13 ekonomistów ankietowanych przez Bloomberga prognozowało średnio, że ceny podskoczą w styczniu o 8,8 proc., co oznaczałoby, że ich tempo wzrostu byłoby o 0,2 pkt proc. niższe niż w grudniu. - Wynik jest zaskakujący - mówi Natalia Orlova, główna ekonomistka moskiewskiego Alfa Banku. Jej zdaniem, inflacja była niska przede wszystkim dlatego, że nie było podwyżek cen energii elektrycznej i gazu. Rząd, który odpowiada za poziom cen regulowanych, przesunął je dopiero na marzec.
Przeciętne opłaty za czynsz, prąd i wodę poszły w górę tylko o 1,1 proc. w ciągu miesiąca. Ceny dóbr konsumenckich były o 1,7 proc. wyższe niż w grudniu, kiedy podskoczyły zaledwie o 0,8 proc. Ekonomiści szacowali natomiast, że statystyczny Rosjanin za koszyk dóbr będzie musiał zapłacić w styczniu o 2,2 proc. więcej niż miesiąc wcześniej. Towary podrożały w minionym miesiącu w Moskwie o 2,2 proc., a w Petersburgu - o 1,5 proc.
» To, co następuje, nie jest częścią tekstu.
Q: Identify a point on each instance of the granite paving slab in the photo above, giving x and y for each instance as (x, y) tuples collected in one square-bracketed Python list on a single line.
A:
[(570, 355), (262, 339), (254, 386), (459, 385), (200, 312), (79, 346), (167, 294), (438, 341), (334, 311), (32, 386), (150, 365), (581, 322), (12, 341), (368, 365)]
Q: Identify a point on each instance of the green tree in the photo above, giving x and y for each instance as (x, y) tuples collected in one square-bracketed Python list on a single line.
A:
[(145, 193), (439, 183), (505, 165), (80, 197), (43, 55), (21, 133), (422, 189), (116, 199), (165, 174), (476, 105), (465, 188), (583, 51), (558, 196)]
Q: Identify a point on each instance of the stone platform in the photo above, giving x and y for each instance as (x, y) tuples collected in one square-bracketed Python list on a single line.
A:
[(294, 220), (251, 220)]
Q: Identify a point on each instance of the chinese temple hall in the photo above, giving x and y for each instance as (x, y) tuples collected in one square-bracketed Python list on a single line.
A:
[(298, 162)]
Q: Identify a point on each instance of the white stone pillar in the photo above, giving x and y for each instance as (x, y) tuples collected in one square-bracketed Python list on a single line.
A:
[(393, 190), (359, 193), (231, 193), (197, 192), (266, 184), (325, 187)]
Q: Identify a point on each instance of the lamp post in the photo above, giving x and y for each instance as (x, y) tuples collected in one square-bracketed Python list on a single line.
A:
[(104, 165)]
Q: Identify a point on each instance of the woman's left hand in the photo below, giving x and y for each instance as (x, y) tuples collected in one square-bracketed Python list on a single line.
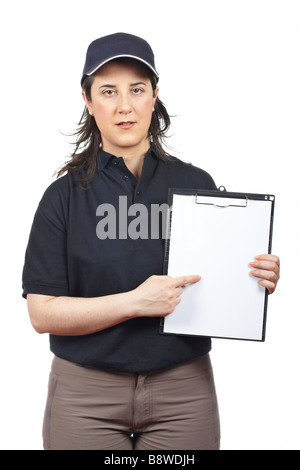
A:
[(267, 268)]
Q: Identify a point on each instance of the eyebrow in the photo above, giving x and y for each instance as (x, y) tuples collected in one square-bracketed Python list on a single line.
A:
[(108, 85)]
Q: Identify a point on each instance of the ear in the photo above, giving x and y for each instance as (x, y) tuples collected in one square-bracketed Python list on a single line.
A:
[(155, 95), (87, 103)]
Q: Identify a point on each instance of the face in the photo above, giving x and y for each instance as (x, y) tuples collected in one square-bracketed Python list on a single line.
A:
[(122, 102)]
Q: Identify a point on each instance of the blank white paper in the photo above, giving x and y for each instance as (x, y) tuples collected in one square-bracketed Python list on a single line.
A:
[(218, 243)]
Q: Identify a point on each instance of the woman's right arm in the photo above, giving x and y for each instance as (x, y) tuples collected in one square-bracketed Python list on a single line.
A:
[(73, 316)]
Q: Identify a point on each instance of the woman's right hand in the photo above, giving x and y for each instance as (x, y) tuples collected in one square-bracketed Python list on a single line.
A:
[(159, 295)]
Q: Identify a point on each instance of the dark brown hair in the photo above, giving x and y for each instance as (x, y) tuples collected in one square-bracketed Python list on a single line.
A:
[(88, 136)]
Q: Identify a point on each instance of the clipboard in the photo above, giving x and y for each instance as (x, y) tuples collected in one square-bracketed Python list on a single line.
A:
[(216, 234)]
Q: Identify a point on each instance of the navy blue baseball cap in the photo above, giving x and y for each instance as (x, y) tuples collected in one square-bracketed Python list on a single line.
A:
[(114, 46)]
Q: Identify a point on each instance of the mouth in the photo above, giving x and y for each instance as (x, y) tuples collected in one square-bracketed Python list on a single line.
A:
[(126, 124)]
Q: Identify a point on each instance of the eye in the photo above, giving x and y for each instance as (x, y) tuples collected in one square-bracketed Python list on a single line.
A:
[(137, 91), (109, 92)]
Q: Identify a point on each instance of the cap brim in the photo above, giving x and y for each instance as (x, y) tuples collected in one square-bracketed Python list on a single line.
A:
[(118, 57)]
- W tym roku inflacja nie powinna przekroczyć 8 proc. - uważa Natalia Orlova. Jeżeli przewidywania ekonomistki się sprawdzą, to będzie ona o punkt procentowy niższa niż w 2006 r. i o 2,9 pkt proc. poniżej poziomu z 2005 r.
Rząd jest nieco bardziej optymistyczny i szacuje, że inflacja będzie się wahać w przedziale od 6,5 do 8 proc. Władimir Putin, prezydent Rosji, oczekuje więcej: 1 lutego powiedział, że ma nadzieję, że w najbliższych latach ceny będą rosły w tempie około 4-5 proc. rocznie.